Worst Jokes Ever

Worst Jokes Ever

What falls to the ground first if an apple and an emo kid fall from a tree?

The apple because the rope caught the emo kid.

There are painkillers, but they only relieve physical pain. I wish something could relieve my internal pain.

My homework was to watch as much porn as I can... and tell my teacher the details so he won't get in trouble for watching it during class.

If I were alone on an island with Camilla Cabello, and we were never going to escape, I'd rape her. I mean, what is she going to do? Tell someone?

What's the difference between what Bill Cosby did and what OJ Simpson did? OJ Simpson's victims actually suffered and I actually feel bad for them (the boyfriend at least).

What do Middle Eastern suicide bombers say before they blow up?

I weel sho u wot da bom bom is!
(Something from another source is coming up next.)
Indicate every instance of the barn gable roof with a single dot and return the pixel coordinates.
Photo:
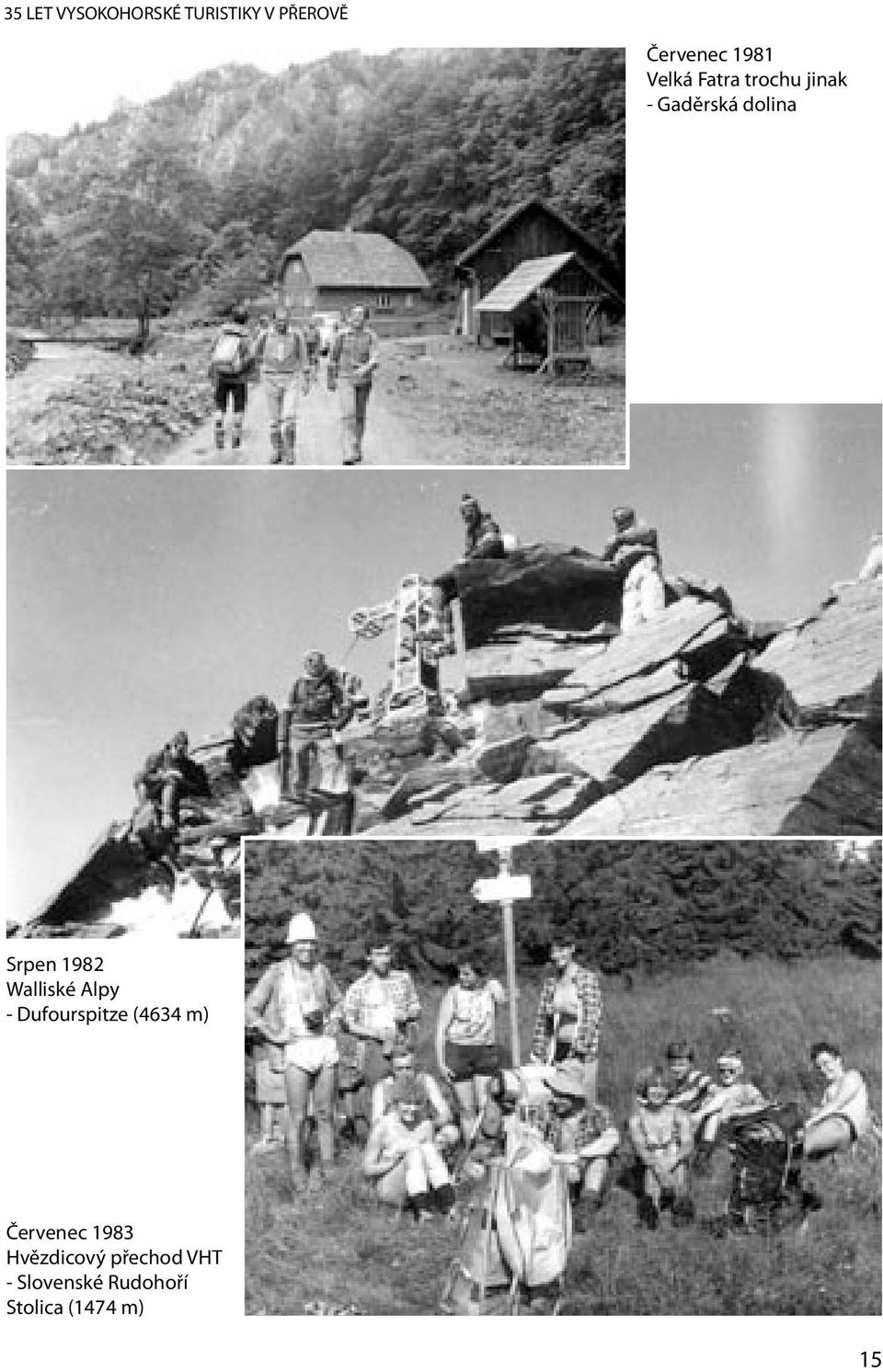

ALLAH!

What's the difference between Michael Jackson and a guitar teacher? One likes to stroke his finger across A minor, and the other one plays guitar.

What did a terrorist say when New York didn't want his food?

"Here Comes The Airplane!"

Why don't catholic kids lose their virginity in their 20's?

Because they lost it to a priest when they were 5

It isn't really rape if you speak different languages. I mean, how is the man supposed to know what she is saying? Those could be tears of joy and screams of pleasure.